In the classroom we use the teaching method “I do, we do, you do”. The teacher models a skill, the class does it together or in small groups, then the students do it independently. The slow release, mixed with supports teachers put in place, allow the child to see the expectation, practice, then apply it. This is also true for SEL.
As adults, most of these have become second nature and we don’t think to discuss them with kids. When in reality, we need to be consistent and explicit when discussing all of the SEL skills and allow time and space for kids to explore them.

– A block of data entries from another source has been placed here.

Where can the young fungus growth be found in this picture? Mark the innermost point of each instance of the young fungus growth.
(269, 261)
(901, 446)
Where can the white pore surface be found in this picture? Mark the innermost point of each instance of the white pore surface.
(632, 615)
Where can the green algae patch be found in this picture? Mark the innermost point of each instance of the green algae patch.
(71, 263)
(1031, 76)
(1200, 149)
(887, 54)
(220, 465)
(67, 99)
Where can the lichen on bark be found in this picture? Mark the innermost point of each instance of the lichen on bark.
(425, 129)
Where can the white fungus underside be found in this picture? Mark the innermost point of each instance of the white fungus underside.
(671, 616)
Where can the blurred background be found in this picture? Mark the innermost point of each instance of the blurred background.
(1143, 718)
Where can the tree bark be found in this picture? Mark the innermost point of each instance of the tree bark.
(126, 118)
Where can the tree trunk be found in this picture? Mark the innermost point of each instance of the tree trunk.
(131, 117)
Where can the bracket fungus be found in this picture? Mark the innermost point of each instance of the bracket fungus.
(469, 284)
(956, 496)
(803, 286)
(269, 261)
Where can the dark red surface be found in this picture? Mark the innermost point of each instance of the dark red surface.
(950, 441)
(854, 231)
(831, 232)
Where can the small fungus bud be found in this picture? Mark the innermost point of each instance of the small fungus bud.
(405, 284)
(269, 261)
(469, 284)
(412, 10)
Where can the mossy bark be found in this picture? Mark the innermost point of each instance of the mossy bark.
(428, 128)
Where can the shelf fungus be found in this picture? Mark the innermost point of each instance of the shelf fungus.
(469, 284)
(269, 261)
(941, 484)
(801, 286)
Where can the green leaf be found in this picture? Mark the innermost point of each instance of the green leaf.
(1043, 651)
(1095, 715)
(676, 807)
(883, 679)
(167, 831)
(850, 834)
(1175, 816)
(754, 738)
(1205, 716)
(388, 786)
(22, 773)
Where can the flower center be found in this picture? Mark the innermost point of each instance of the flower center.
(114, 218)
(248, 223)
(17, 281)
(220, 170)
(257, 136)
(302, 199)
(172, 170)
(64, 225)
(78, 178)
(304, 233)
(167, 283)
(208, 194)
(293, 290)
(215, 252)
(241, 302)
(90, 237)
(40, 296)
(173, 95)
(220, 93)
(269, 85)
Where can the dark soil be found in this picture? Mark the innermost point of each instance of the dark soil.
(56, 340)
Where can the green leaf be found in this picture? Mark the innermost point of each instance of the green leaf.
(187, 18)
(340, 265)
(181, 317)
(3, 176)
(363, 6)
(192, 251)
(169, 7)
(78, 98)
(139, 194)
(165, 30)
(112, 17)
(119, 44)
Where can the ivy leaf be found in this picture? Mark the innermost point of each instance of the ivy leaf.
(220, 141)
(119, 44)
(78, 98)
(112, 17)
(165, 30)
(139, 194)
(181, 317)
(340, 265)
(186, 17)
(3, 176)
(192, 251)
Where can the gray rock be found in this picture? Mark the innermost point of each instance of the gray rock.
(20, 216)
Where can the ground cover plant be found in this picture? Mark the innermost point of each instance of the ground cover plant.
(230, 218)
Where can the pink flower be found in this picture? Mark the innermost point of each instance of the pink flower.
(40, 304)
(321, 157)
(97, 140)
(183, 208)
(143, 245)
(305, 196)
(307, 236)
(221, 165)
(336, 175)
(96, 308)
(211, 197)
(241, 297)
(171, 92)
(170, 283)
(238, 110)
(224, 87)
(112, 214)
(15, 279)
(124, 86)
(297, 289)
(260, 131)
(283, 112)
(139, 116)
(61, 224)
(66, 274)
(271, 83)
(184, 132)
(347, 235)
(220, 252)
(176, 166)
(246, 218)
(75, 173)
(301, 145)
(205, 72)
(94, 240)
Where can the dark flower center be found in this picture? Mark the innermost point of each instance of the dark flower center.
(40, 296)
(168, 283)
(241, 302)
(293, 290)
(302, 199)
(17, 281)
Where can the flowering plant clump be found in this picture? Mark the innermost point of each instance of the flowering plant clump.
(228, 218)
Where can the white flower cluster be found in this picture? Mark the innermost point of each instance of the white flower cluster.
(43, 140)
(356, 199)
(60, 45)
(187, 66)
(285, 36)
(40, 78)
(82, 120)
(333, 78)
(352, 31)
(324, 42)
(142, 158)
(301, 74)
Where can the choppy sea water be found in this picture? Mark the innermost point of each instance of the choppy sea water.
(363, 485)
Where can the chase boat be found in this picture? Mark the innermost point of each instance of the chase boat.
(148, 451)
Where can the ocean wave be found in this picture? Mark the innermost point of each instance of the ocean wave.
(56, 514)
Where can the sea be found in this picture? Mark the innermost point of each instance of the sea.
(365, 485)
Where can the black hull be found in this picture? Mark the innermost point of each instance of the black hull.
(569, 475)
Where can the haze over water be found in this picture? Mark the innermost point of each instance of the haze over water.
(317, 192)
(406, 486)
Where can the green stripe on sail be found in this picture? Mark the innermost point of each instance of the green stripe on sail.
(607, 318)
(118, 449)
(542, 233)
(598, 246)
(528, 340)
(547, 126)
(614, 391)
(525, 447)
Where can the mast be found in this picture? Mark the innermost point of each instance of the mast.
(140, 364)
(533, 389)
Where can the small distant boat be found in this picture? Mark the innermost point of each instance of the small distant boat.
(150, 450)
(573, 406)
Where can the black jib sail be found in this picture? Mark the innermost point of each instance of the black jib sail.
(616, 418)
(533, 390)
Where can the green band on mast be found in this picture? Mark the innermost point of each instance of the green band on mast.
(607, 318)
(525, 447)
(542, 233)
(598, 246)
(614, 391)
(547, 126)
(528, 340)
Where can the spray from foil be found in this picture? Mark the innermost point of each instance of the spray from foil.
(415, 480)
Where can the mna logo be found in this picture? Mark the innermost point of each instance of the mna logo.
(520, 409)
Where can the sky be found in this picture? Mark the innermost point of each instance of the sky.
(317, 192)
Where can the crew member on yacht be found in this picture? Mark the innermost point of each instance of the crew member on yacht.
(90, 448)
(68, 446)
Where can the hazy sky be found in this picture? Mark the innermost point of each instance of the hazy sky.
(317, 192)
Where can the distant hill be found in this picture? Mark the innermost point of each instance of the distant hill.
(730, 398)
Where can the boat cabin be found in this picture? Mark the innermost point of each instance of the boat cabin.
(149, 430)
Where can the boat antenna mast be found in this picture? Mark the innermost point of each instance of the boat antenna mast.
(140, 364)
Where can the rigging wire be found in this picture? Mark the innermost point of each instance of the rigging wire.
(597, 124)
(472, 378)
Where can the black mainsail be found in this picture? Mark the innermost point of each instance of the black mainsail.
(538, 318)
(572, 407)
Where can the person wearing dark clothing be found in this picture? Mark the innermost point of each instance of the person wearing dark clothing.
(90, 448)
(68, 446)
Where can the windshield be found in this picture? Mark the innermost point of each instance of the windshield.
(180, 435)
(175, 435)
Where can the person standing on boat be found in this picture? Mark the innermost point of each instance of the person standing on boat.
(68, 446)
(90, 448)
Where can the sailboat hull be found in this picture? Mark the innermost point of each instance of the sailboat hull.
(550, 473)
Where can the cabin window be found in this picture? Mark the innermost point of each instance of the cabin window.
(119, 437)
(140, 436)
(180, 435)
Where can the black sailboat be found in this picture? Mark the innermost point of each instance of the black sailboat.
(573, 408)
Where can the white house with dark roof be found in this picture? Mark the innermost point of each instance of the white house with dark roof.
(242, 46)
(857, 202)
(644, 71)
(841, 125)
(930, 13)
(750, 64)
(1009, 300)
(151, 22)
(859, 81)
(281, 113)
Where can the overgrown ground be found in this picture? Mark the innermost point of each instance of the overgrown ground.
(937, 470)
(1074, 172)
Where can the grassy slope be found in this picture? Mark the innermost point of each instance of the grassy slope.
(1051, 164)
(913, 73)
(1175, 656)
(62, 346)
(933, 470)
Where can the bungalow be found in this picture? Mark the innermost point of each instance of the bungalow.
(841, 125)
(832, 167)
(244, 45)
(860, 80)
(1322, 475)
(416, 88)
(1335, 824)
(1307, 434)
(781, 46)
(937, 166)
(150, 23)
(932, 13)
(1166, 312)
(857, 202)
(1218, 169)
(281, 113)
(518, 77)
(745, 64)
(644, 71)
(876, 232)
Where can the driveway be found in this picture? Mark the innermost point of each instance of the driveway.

How can you help develop SEL at home?
Here are a few ideas and tips of what to incorporate into your everyday life to help foster SEL.
MODEL. MODEL. MODEL.
- Kids learn from their parents first and foremost. Show them what it looks like to fail and more importantly how to identify, accept, and work on your weaknesses.
- Talk through your emotions with them and explain why you are feeling a certain way.
- Display problem solving skills and explain how you did it.
- Model kindness and empathy towards others.
- Demonstrate how to understand multiple perspectives and celebrate diversity.
- Show them that you have control over your behavior and actions, especially in stressful situations.
- Give them “tools” to use to manage their behaviors and emotions, so when they get upset they can think back to what you showed them:
- calm down jar
- belly breathing
- Kids imitate behaviors they see, so model the behaviors you want them to exhibit.
- Ask your child the following questions:
- How are you feeling and why?
- Why is it important to be kind? How can we show kindness?
- What does it mean to be empathetic? How can you show empathy?
- How can we manage our behaviors?
- How can we celebrate diversity?
- This also allows them to make connections to situations and helps them see the real-world application. Which, in turn, makes it easier for them to replicate and exhibit SEL behaviors in everyday life.
- You can have a family journal or individual journals in which you focus on one SEL a week.
- Write or draw examples of what you discussed or what you learned about SEL.
- Jot down examples of mindfulness, gratefulness, empathy, and kindness that you or your child exhibited.
- Have a family discussion after each entry to provide a safe space for your child to express themselves.
Read Books Together
- Reading SEL books together is another opportunity for your child to make connections with characters and/or stories.
- This can spark some very meaningful conversations.
- Click here for more parent resources for SEL from Parent Toolkit.
Don’t over-do it. If you try to do all of these at once, you will overwhelm yourself and your child. Remember that you are supporting their emotional needs. You know your child best, so focus on the area in which you feel they need the most support to start.